Why do women leave Orthodox Judaism? Ask Miriam Anzovin
This brilliant Tik-Toker not only breaks down the Talmud for us. She also reveals what is really going on in the religious world.
Miriam Anzovin has become an overnight sensation in the Jewish blogosphere due to her unique wit, razor-sharp intelligence, artsiness, crazy talent, and uncanny ability to make the Talmud both funny and interesting. (Who knew?)
But in a recent clip, she put aside the humor in order to address a few seriously unfunny issues. In this one, she tackled sexual abuse, agunot, and mamzer, all topics of immense human suffering that disproportionately affect women and that the rabbinical system does little to alleviate.
It is quite a damning clip, even if people have been screaming about these horrors for years.
But there is one little half-sentence that she threw in there that particularly caught my attention.
It is the centering of male power and authority….that hurts the modern day Jewish community in profound ways and it’s what drove me away.
The patriarchy drove her away.
And, by the way, she also describes victims of sexual abuse as “us”.

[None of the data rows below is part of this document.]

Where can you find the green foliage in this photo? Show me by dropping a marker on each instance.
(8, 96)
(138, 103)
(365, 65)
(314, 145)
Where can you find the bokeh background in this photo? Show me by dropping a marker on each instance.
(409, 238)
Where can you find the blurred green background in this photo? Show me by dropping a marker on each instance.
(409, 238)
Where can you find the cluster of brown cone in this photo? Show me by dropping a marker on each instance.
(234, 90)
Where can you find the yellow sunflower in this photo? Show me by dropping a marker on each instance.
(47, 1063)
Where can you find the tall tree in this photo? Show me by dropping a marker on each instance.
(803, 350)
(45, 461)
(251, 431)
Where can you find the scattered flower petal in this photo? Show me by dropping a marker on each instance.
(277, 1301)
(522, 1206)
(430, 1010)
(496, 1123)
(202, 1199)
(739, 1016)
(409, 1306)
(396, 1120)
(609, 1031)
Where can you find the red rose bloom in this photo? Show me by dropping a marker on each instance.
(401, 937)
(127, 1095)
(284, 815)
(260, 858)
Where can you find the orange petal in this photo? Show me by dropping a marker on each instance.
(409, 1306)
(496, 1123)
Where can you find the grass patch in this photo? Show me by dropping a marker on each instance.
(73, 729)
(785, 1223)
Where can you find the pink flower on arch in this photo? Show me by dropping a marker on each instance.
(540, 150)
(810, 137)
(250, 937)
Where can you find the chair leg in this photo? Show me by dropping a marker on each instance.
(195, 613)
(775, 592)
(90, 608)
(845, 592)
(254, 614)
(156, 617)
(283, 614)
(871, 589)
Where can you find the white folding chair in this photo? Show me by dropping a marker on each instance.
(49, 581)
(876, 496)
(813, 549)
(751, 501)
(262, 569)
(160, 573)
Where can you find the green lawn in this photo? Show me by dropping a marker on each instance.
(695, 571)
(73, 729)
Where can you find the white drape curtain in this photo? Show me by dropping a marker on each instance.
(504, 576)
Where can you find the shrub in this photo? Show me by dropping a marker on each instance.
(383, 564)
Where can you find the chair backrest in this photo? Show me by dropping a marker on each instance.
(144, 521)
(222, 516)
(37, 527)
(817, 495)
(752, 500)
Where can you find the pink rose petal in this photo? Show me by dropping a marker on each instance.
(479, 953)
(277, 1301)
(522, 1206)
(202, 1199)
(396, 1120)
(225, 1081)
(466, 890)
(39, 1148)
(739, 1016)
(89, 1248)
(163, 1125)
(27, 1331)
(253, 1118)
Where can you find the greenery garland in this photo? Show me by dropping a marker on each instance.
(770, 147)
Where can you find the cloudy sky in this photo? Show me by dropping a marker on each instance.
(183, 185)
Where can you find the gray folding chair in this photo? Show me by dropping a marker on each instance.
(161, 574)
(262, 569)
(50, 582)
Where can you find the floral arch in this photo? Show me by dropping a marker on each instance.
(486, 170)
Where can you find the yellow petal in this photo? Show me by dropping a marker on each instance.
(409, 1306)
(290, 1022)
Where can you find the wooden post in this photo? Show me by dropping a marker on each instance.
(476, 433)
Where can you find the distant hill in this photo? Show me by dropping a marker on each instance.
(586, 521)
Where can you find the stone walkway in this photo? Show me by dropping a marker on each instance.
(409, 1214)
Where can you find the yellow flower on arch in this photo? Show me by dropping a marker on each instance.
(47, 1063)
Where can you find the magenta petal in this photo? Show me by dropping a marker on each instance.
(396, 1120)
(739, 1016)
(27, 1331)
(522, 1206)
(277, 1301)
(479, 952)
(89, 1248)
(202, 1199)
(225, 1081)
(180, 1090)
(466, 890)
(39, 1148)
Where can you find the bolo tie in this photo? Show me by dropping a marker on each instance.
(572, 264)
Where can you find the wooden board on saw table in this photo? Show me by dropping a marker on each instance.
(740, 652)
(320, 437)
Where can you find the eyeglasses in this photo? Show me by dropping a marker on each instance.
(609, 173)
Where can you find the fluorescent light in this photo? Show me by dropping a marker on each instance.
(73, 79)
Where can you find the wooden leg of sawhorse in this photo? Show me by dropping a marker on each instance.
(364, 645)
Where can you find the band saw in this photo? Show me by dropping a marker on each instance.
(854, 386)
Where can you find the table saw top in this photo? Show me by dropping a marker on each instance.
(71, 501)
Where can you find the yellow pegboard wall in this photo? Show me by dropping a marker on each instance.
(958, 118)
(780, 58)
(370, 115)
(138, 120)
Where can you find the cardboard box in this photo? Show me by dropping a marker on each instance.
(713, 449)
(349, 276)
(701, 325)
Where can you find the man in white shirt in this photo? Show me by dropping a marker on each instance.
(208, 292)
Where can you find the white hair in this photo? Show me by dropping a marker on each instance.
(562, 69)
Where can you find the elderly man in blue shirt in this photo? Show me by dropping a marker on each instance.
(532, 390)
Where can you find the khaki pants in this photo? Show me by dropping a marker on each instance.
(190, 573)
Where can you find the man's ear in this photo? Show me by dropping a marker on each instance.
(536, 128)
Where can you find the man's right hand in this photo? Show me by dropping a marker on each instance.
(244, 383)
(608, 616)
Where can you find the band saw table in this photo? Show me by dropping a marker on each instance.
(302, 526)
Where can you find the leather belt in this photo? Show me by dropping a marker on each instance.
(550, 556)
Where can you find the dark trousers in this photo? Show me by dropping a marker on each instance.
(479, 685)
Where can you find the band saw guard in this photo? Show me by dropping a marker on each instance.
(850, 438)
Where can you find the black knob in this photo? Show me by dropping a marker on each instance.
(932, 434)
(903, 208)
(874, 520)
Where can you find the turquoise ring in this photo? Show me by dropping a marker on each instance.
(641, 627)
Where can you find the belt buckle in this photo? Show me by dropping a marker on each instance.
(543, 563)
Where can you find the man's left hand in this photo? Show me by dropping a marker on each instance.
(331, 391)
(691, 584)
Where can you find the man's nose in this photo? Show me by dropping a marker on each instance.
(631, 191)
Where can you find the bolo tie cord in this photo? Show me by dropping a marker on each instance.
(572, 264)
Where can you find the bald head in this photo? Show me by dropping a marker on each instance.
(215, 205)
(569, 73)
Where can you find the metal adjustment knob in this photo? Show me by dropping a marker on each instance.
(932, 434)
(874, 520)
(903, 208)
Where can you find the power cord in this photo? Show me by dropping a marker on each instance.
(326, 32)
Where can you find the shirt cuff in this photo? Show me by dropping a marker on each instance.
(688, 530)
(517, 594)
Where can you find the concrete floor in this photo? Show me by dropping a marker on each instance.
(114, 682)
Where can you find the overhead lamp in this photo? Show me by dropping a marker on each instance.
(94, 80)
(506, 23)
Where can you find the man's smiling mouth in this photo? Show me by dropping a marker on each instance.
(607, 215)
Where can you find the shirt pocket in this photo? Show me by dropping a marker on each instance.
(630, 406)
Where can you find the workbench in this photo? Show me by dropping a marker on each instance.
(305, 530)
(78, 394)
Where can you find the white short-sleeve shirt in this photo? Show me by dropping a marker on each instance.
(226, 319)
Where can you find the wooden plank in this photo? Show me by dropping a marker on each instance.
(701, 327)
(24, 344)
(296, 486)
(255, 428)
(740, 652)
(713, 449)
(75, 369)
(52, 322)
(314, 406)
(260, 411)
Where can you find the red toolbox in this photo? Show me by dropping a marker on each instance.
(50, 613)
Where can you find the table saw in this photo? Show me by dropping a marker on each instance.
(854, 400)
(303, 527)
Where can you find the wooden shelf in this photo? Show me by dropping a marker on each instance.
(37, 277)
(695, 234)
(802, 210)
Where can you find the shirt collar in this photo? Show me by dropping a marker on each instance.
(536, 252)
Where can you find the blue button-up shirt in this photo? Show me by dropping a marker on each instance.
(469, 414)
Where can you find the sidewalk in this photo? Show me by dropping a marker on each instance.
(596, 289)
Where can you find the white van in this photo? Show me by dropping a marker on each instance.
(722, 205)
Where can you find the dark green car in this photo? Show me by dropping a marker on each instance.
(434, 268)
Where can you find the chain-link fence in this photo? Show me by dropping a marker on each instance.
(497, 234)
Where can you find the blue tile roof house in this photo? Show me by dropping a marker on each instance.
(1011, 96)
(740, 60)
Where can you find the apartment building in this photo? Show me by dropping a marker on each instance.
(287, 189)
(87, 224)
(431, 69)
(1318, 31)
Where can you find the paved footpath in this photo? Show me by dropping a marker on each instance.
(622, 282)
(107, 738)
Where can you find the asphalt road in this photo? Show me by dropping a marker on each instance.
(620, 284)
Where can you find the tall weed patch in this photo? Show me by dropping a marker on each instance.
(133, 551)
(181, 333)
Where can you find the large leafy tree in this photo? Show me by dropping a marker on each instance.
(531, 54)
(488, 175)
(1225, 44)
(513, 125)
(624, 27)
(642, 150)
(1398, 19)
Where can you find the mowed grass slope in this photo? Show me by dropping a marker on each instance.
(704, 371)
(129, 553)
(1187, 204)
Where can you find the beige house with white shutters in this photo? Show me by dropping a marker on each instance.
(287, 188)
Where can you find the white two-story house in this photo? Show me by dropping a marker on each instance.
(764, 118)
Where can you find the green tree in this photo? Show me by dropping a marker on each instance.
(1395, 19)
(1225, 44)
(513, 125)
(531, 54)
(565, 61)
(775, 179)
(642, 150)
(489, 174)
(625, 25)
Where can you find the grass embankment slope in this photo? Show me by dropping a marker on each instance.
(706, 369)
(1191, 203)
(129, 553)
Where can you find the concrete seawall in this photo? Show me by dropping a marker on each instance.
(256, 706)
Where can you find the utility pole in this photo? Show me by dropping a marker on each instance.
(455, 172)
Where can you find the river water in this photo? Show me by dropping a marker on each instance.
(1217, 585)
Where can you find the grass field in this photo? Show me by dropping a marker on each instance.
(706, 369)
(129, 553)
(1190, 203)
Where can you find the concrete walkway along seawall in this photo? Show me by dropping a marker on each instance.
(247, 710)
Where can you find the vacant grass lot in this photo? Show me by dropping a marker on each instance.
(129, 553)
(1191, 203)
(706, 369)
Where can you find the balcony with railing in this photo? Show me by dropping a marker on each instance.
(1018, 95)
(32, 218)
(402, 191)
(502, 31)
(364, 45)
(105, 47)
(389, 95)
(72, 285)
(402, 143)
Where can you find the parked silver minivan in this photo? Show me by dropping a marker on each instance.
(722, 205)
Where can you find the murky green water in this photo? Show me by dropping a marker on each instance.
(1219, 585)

Miriam Anzovin is not alone. There are many women who leave Orthodox Jewish life and Judaism in general, often due to “the centering of male power and authority”. I did some research on this phenomenon for Lilith a few years ago. But my two-dozen interviews barely scratched the surface.
When women leave, so often nobody even notices.
Certainly in places where women do not count for a minyan, women’s exit is obscured by things like curtains, partitions, and women’s general invisibility.
Nobody notices women leaving. There is no organization for women who dropped out of Orthodoxy because of patriarchy, sexism, and/or abuse. There is no gathering place for this particular dynamic. This type of person does not have a name, a label, an identifier, or a community. Not even a hashtag. The dynamic hasn’t been named yet, so it isn’t seen.
To wit, when Jewish policy makers create questionnaires and studies about Jewish identity and belonging, there is never a question such as, “Did you leave because of gender issues and sexism? Or perhaps sexual abuse”
Nobody creating communal policy has ever noticed or cared.
(Possibly because so much of Jewish sociology was led by the guy who was himself harassing women and ruining their careers.)
These are some of the painful and oppressive dynamics that are driving certain women away from Jewish belonging and identity in so many corners of the community, and yet nobody seems to be noticing.
And there has yet to be a comprehensive study that looks at the direct correlation between experiences of sexual abuse in the community.
But in the research that I conducted about sexual abuse, there is a clear correlation between abuse and communal alienation — especially among women.